How Exactly are Retailers Leveraging Customer Analytics in 2018?
What’s the secret to creating deeper customer engagements and more personalized experiences? Many would argue the golden nugget is found in data and analytics. On February 28, we hosted a roundtable at the Retail Hive event ‘Engaging the Connected Customer’ in London where more than 100 participants from leading retail and consumer products companies shared their experiences and challenges around this topic. Here’s a quick run-down of our roundtable discussions.
Availability of Customer Data – when it comes to having access to customer data within your organization, where do you currently stand?
The Hive community is diverse, so the range of responses came as no surprise. Everyone agreed that customer data tends to be scattered, captured across a series of front and back office retail processes, and held within multiple systems that are frequently disconnected. The more data-driven organizations have already begun to embark on significant investments in Data Lake or data warehouse solutions. For many though, tapping into a pool of data for valuable customer insights remains a distant aspiration.
Customer Analytics – how mature is your understanding of what your customers want and need?
Varying responses showed a divergence between businesses engaging directly and indirectly with the end consumer.
For organizations one step away from the end consumer, strategic investment in developing deep analytics capabilities supported by technology and people skills seemed more prevalent. One common initiative included building a set of consumer personas. Given the grey areas where 360 degree information about consumer behavior is missing and still has to be inferred, this approach is not free of challenges.

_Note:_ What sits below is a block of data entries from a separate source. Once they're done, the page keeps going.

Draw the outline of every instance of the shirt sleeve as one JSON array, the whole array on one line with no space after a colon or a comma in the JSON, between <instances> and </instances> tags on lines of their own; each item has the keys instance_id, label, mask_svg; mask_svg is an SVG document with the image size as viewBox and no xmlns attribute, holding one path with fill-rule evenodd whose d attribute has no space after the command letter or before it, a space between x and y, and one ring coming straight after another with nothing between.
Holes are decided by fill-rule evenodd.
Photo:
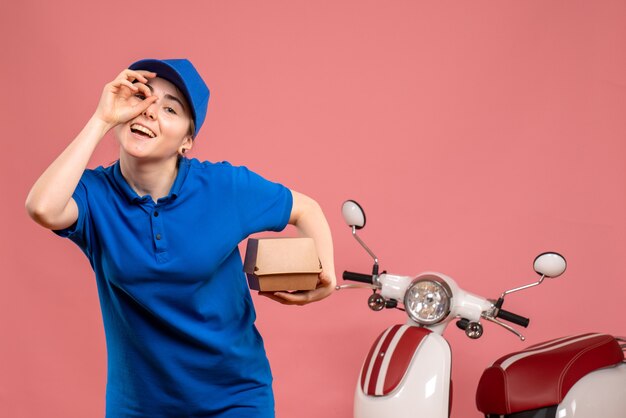
<instances>
[{"instance_id":1,"label":"shirt sleeve","mask_svg":"<svg viewBox=\"0 0 626 418\"><path fill-rule=\"evenodd\" d=\"M73 225L53 230L55 234L63 238L69 238L89 256L91 253L91 223L89 222L89 205L87 204L87 187L81 179L72 194L72 198L78 206L78 219Z\"/></svg>"},{"instance_id":2,"label":"shirt sleeve","mask_svg":"<svg viewBox=\"0 0 626 418\"><path fill-rule=\"evenodd\" d=\"M291 190L246 167L237 167L235 176L237 208L245 236L262 231L282 231L291 216Z\"/></svg>"}]
</instances>

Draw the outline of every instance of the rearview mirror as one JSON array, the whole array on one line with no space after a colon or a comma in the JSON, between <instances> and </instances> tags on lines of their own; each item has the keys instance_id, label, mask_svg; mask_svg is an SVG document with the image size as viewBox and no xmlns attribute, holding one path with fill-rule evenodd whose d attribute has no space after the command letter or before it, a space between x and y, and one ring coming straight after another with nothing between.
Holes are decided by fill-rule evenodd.
<instances>
[{"instance_id":1,"label":"rearview mirror","mask_svg":"<svg viewBox=\"0 0 626 418\"><path fill-rule=\"evenodd\" d=\"M563 274L567 268L567 262L561 254L548 252L539 254L535 258L533 268L537 274L554 278Z\"/></svg>"},{"instance_id":2,"label":"rearview mirror","mask_svg":"<svg viewBox=\"0 0 626 418\"><path fill-rule=\"evenodd\" d=\"M341 214L349 227L361 229L365 226L365 212L354 200L346 200L341 206Z\"/></svg>"}]
</instances>

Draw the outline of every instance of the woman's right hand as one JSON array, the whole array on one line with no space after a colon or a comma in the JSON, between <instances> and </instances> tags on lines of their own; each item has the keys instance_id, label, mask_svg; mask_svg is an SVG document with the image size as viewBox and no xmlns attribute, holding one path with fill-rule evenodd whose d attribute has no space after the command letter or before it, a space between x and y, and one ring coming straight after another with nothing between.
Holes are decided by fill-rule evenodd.
<instances>
[{"instance_id":1,"label":"woman's right hand","mask_svg":"<svg viewBox=\"0 0 626 418\"><path fill-rule=\"evenodd\" d=\"M146 86L148 79L154 77L156 73L150 71L122 71L115 80L104 86L94 117L111 129L139 116L157 100ZM144 99L136 97L137 95Z\"/></svg>"}]
</instances>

Many mature retailers seemed to be successful with Agile methodologies by pushing the customer analytics agenda forward within their organizations through trial and error, continuous improvement and a focus on demonstrating ROI from smaller analytics solution projects. Digital customer-facing platforms are an ideal vehicle for this, although heavy tagging across a site has at times led to performance issues, so the advice was to always balance business need with technical feasibility.

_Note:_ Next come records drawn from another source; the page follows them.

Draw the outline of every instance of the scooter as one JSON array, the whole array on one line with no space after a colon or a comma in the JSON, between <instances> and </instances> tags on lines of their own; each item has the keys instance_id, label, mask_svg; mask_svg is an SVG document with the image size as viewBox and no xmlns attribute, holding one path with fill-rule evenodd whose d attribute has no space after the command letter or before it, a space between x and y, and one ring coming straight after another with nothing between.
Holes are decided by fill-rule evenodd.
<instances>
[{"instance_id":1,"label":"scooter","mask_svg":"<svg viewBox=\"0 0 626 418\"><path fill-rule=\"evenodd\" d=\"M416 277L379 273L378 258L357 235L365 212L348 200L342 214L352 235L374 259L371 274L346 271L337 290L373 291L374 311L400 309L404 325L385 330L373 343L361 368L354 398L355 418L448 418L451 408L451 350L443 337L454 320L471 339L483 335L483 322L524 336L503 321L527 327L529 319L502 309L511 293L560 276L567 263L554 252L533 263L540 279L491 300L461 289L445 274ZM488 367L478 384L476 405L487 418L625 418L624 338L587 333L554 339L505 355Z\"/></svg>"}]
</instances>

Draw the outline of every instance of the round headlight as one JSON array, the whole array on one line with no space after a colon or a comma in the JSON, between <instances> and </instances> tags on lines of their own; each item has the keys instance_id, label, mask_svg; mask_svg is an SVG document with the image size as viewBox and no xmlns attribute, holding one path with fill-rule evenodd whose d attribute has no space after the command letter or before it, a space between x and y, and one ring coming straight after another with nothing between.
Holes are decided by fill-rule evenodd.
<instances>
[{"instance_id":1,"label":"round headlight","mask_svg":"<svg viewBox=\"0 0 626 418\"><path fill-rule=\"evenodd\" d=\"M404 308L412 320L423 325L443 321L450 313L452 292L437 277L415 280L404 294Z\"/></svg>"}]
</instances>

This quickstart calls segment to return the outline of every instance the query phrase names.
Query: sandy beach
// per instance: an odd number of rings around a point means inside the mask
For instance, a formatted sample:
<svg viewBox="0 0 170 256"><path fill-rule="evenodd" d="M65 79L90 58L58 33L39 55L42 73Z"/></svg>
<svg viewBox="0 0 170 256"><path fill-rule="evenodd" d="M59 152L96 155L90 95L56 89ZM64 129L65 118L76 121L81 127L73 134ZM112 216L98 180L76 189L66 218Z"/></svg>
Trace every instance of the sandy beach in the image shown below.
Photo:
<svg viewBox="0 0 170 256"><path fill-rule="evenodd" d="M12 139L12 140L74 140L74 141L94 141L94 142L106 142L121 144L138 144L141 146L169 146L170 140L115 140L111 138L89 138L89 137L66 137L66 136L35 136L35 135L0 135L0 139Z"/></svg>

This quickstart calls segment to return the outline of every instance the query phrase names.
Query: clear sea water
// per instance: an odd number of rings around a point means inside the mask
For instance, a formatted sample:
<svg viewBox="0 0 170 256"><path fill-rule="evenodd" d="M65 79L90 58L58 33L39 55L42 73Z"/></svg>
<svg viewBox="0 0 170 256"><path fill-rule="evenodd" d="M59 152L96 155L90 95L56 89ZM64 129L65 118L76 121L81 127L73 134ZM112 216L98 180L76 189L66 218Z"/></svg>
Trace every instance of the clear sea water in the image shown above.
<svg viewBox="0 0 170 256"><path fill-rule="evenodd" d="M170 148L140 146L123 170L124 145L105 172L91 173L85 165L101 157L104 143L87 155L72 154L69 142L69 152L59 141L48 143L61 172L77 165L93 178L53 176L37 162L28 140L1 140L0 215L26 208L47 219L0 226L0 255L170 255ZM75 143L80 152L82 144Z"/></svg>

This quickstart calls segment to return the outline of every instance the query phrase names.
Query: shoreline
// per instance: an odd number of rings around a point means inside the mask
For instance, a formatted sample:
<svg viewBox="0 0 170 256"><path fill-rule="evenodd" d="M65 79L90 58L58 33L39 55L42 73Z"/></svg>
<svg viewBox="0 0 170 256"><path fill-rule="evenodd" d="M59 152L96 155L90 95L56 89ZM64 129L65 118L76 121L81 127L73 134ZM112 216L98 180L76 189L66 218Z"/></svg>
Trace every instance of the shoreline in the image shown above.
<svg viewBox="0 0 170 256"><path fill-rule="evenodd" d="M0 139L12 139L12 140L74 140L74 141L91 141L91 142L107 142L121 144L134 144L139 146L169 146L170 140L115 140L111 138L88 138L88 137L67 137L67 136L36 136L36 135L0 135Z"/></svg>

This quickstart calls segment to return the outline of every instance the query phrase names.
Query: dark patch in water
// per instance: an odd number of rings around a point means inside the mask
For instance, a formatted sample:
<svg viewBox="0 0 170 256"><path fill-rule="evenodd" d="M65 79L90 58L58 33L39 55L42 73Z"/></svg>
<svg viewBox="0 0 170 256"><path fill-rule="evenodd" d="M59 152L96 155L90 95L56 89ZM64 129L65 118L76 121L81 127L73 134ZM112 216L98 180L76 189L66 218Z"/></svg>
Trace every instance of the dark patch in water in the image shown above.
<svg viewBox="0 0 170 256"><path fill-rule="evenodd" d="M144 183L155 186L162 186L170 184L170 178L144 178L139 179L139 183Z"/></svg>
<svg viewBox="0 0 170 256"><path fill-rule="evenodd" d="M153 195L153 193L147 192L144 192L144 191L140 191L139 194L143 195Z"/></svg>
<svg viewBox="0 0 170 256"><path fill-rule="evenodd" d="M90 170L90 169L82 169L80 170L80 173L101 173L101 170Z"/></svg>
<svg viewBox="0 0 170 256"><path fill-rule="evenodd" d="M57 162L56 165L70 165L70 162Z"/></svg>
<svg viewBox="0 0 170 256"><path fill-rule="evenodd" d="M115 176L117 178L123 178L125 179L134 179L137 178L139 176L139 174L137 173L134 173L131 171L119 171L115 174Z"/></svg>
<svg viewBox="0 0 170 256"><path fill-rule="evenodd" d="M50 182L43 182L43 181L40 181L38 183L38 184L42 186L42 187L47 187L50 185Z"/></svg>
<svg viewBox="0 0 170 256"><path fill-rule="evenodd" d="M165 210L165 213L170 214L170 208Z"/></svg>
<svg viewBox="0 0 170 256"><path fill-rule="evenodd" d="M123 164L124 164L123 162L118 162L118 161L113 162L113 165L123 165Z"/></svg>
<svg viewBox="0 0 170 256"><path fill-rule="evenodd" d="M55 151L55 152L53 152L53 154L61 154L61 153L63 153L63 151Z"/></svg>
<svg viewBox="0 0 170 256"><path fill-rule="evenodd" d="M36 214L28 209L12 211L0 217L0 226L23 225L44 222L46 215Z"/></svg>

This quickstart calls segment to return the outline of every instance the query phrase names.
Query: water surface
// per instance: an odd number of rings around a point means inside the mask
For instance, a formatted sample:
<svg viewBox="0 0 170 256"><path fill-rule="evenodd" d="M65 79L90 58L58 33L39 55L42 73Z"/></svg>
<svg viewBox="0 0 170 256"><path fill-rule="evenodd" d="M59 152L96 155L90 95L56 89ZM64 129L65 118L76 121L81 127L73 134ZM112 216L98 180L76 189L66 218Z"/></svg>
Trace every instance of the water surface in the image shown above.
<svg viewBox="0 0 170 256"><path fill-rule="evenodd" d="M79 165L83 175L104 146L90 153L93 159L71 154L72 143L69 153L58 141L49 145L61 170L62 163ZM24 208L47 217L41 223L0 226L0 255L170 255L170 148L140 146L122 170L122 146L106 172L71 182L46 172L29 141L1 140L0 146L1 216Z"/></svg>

Could it be that this divergence between adopting a strategic (top-down) or a tactical (bottom-up) approach is related to the ownership of customer data within an organization? Responses from our roundtable participants indicated that there’s no ‘one size fits all’ solution when it comes to a successful customer analytics strategy, or even when it comes to identifying who within the C-suite is accountable for leading the customer analytics transformation agenda.

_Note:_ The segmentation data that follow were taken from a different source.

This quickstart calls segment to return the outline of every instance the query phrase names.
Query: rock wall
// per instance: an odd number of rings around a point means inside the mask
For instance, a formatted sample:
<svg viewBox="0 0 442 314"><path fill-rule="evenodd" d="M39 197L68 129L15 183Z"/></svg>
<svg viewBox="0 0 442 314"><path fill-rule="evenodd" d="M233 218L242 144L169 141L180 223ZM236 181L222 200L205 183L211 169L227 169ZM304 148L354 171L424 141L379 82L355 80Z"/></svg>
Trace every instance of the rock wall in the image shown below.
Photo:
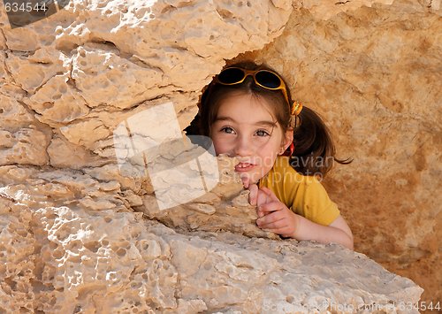
<svg viewBox="0 0 442 314"><path fill-rule="evenodd" d="M324 118L339 156L354 158L324 184L355 249L419 283L427 303L442 300L441 9L402 0L333 16L301 8L281 36L246 54L281 71Z"/></svg>
<svg viewBox="0 0 442 314"><path fill-rule="evenodd" d="M305 21L305 27L323 34L321 23L326 22L321 19L369 10L347 11L371 3L331 7L284 0L74 0L17 28L0 7L0 311L345 312L376 304L371 310L395 312L400 304L415 303L420 287L362 254L259 234L247 195L234 185L186 208L198 216L181 209L177 216L187 227L179 227L172 211L164 218L149 206L149 178L128 175L117 163L114 133L121 124L172 102L182 130L196 113L202 88L225 59L263 50L286 25L293 29ZM409 7L410 14L421 10L423 16L436 16L433 9L406 4L398 5ZM346 29L351 33L354 25ZM333 47L323 37L320 46ZM278 50L286 38L262 53ZM288 65L280 60L271 65ZM312 75L325 73L316 65ZM293 82L301 80L293 74ZM338 117L333 121L343 123ZM151 127L142 122L138 129ZM365 134L363 121L359 126ZM349 141L347 135L341 141ZM345 175L357 178L358 171L336 172L334 186L343 187ZM349 211L348 195L332 187L353 223L357 249L366 249L364 239L370 234L361 226L372 220L354 219L358 216ZM235 208L243 213L238 220L247 232L223 219ZM206 224L214 217L224 221L217 230ZM370 227L371 233L379 230Z"/></svg>

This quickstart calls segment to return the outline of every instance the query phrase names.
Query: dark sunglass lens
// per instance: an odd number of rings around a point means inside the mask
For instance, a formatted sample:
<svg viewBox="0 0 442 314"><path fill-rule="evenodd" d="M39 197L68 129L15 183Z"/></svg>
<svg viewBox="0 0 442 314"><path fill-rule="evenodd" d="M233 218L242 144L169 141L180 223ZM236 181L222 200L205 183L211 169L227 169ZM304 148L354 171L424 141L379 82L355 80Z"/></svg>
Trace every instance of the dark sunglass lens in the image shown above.
<svg viewBox="0 0 442 314"><path fill-rule="evenodd" d="M244 72L238 68L228 68L222 71L218 75L218 81L223 84L238 83L244 78Z"/></svg>
<svg viewBox="0 0 442 314"><path fill-rule="evenodd" d="M281 86L281 80L269 71L259 71L255 74L256 81L267 88L278 88Z"/></svg>

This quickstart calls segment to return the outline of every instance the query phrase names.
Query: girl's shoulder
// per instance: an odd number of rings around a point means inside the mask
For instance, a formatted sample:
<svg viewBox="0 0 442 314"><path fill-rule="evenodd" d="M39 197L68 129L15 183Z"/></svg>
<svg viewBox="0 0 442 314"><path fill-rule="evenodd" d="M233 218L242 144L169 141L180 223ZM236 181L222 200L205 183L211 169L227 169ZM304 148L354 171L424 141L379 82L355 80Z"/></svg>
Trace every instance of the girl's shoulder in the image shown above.
<svg viewBox="0 0 442 314"><path fill-rule="evenodd" d="M286 156L277 157L270 173L272 172L274 179L280 177L280 180L286 183L300 185L316 185L321 184L319 178L316 175L304 175L298 172L290 165L290 158Z"/></svg>

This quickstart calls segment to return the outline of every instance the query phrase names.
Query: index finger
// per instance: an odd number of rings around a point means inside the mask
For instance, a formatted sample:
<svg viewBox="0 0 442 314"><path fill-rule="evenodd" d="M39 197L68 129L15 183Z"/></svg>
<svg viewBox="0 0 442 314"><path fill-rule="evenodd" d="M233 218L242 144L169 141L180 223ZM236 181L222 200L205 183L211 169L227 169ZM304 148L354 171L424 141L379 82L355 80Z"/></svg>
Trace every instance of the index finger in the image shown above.
<svg viewBox="0 0 442 314"><path fill-rule="evenodd" d="M255 184L252 184L248 187L248 190L250 194L248 195L248 203L250 205L256 206L256 201L258 198L258 186Z"/></svg>

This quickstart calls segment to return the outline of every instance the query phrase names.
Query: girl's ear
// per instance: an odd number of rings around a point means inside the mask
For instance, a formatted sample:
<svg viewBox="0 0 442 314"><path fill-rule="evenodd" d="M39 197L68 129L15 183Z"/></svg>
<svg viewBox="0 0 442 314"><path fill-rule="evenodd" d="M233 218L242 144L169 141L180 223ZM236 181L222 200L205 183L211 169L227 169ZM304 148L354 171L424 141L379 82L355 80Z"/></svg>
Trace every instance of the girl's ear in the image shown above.
<svg viewBox="0 0 442 314"><path fill-rule="evenodd" d="M286 134L284 136L283 142L281 143L281 151L282 154L286 151L286 149L290 146L290 144L293 142L293 129L292 127L288 128L286 131Z"/></svg>

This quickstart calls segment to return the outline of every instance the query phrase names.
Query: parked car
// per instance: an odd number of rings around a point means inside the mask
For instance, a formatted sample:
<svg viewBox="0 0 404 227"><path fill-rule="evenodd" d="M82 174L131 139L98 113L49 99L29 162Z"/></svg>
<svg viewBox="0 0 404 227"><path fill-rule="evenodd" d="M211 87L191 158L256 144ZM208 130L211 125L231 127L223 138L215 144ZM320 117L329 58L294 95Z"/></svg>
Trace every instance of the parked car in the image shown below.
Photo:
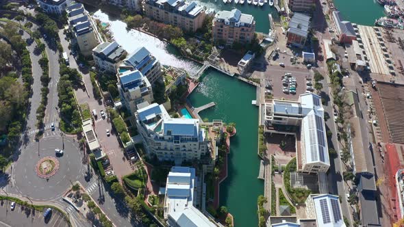
<svg viewBox="0 0 404 227"><path fill-rule="evenodd" d="M56 153L56 155L63 155L63 150L56 148L56 149L55 149L55 152Z"/></svg>
<svg viewBox="0 0 404 227"><path fill-rule="evenodd" d="M14 209L16 208L16 202L12 202L11 205L10 205L10 208L11 209L12 211L14 211Z"/></svg>

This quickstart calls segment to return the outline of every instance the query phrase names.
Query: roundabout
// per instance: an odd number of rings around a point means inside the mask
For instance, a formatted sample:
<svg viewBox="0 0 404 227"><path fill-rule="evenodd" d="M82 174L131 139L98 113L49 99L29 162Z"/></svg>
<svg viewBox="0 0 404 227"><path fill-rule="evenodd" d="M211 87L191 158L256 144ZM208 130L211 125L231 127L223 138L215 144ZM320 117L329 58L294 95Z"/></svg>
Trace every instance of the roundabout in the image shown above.
<svg viewBox="0 0 404 227"><path fill-rule="evenodd" d="M56 155L55 149L64 150ZM60 197L76 181L84 181L87 165L77 140L51 136L22 148L12 168L10 192L33 200L48 201Z"/></svg>

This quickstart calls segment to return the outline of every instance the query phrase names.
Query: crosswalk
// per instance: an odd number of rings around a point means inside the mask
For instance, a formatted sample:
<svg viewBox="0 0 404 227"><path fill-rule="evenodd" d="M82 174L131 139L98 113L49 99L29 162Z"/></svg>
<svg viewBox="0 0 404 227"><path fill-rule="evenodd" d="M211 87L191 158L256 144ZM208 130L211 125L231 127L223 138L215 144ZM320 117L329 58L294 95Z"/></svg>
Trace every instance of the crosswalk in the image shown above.
<svg viewBox="0 0 404 227"><path fill-rule="evenodd" d="M92 183L91 185L90 185L87 189L86 189L86 191L88 193L92 193L94 191L95 191L95 189L97 189L98 188L98 183L97 181L94 181L93 183Z"/></svg>

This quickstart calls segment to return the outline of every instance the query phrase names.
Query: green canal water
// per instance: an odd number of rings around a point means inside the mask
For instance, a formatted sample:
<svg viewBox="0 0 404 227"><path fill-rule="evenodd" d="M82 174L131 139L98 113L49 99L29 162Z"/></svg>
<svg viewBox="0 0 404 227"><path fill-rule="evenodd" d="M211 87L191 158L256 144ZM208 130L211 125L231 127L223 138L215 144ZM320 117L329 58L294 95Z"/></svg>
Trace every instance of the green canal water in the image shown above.
<svg viewBox="0 0 404 227"><path fill-rule="evenodd" d="M383 6L373 0L334 0L334 5L343 20L358 25L373 26L375 20L386 16Z"/></svg>
<svg viewBox="0 0 404 227"><path fill-rule="evenodd" d="M215 102L201 117L234 122L237 129L230 139L228 176L220 184L220 204L227 206L236 226L257 226L257 198L264 193L264 181L257 178L258 107L251 105L255 88L215 70L207 70L202 77L189 101L194 107Z"/></svg>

Advanced Technologies and Personalization – what is your appetite for using advanced technologies, such as machine learning, to personalize the customer experience and deepen customer engagement?
While there was a mix of responses from the group regarding more advanced tech, there were a few who had positive experiences to share.
One retailer shared how their company applied machine learning-powered chatbots to their eCommerce platform to filter simple customer queries, freeing up time for dedicated virtual agents to field more complex inquiries. This enabled a more personalized shopping experience for customers without adding headcount for agents.
A start-up business explained that they intend to move beyond simply collecting data on past customer interactions and develop a machine learning-enabled solution based on internal and external structured and unstructured data to personalize the products offered to individual customers. It’s interesting that a start-up could move so rapidly toward advanced technology, which prompted us to think that this may be a benefit of not being encumbered by legacy systems.
Our Roundtable Conclusion
We are encouraged to see a high level of interest surrounding customer analytics in 2018. The majority of retailers are still figuring out ‘how to get it right.’ For those who may already have invested in gathering reams of customer data, the problem of how to best draw valuable insights from it (to find those golden nuggets) remains unresolved. For those not yet off the starting block, driving the customer analytics agenda would be easier with a C-level advocate. But, practical examples show it is possible to gain influence and buy-in from the ground up – it’s all about building a community of advocates at every level in your organization.
Advice from EPAM – where to start on your customer analytics transformation journey?
Many companies may rush to focus on the immediate need for technology solutions to consolidate disparate data, but we would suggest pausing to first consider your strategic analytics transformation roadmap. As one of our clients said, “don’t fall into the trap of capturing or measuring for the sake of it, first be clear about what you are trying to measure and why.” It’s also important to view data in context, so having data science capabilities within your organization is also something to seriously consider in 2018.
As for the evolution of more advanced customer engagement technologies, let’s see what this year really delivers…
Justine Stanton is Director, Retail Consulting Services Europe at EPAM. She has 20+ years of experience working with global organizations across mass market, general merchandise, luxury goods and telco sectors.